Олень

Татьяна Савельева 5
Я не знаю, кто сегодня проснулся в моей постели.  Он наверняка является полной и даже лучшей копией меня. Здравомыслие, воспитание, такт, не по годам развитый интеллект.  Скорее  всего, мои родители не заметили замены. И, даже если им что-то кажется странным, они гонят от себя любые подозрения, потому что стало объективно лучше.
Я был на редкость умным и здравомыслящим ребенком. Мечта любых родителей – читает с четырех лет, складывает в уме  четырехзначные суммы, продавец книжного магазина раза три звонил в органы опеки после ознакомления со списком ожидаемой литературы.
- Кьеркегор, Ницше, Кафка! – диктовал он в трубку, ничуть не стесняясь моего присутствия. – Ребенок должен читать что-то другое. Я, господа, предполагаю, что родители оказывают какое-то давление на ребенка. Просто потому что им нужен ребенок, который будет умнее их самих. А это, господа, гордыня, а не искренняя любовь к ребенку...
Наверное, он был прав. Не во всем, конечно, но был. Я замечал, что лица родителей светлеют, когда я говорю какие-то умные вещи. Физика, теория вероятностей, химия, социология, философия. Когда твой двенадцатилетний ребенок запросто уделывает в диспуте взрослого, интеллигентного человека, это не может не вызвать в твоих родителях гордости.

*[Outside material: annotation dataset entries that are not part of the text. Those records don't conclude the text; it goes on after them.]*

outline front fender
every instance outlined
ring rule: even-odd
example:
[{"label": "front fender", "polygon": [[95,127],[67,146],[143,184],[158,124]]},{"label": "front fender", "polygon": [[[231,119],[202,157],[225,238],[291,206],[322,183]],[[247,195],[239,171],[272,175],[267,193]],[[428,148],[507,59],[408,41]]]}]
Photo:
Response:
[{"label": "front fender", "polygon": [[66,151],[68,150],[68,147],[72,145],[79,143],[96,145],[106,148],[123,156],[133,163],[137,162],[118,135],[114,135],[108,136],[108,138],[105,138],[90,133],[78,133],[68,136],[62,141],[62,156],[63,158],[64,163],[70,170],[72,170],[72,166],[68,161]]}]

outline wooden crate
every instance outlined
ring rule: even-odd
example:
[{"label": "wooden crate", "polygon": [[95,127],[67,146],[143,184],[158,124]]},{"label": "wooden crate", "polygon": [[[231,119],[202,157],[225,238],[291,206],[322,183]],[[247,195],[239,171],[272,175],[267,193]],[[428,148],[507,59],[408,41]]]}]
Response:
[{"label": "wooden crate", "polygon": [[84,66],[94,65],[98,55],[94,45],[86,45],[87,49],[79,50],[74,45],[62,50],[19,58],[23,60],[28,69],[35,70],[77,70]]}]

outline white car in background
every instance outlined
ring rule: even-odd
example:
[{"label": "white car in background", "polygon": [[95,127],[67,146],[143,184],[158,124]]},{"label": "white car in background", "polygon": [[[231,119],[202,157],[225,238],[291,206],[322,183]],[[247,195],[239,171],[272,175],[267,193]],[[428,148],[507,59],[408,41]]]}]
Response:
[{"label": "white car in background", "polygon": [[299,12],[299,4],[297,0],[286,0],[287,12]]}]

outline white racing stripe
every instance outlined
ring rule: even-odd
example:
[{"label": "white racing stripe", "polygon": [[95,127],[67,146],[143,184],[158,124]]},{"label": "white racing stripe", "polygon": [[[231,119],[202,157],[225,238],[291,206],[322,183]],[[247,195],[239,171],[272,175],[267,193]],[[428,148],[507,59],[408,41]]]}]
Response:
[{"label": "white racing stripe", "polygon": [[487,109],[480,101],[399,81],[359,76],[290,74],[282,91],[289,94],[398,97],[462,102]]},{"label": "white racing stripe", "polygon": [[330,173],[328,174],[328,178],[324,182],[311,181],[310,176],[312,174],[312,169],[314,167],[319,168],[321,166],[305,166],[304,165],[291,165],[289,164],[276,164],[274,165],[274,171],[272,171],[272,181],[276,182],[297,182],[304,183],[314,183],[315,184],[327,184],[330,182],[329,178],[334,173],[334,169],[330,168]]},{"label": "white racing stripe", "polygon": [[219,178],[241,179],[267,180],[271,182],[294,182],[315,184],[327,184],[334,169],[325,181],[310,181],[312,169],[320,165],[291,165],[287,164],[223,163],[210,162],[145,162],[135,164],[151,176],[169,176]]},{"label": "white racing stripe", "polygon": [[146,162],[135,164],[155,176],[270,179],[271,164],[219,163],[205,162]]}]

С каждой прочитанной книгой мир становился понятнее и проще. Я не боялся грозы и грома, потому что знал куда бьет молния и отчего начинаются грозы. Я не боялся темноты, поскольку понимал, что в темноте не водится никаких чудовищ. В какой-то момент я вдруг поймал себя на мысли, что я ищу не ответы, а вопросы. Интересный вопрос – большая редкость в материальном мире.
И однажды опека, все-таки, постучалась в наши двери.
- Добрый день. – лысый мужчина в строгом черном костюме располагал к серьезности и осторожности. – Служба опеки. У нас есть сигнал о плохом обращении с ребенком. Я могу войти?
Родителей не было дома и я был расположен развлечься как следует.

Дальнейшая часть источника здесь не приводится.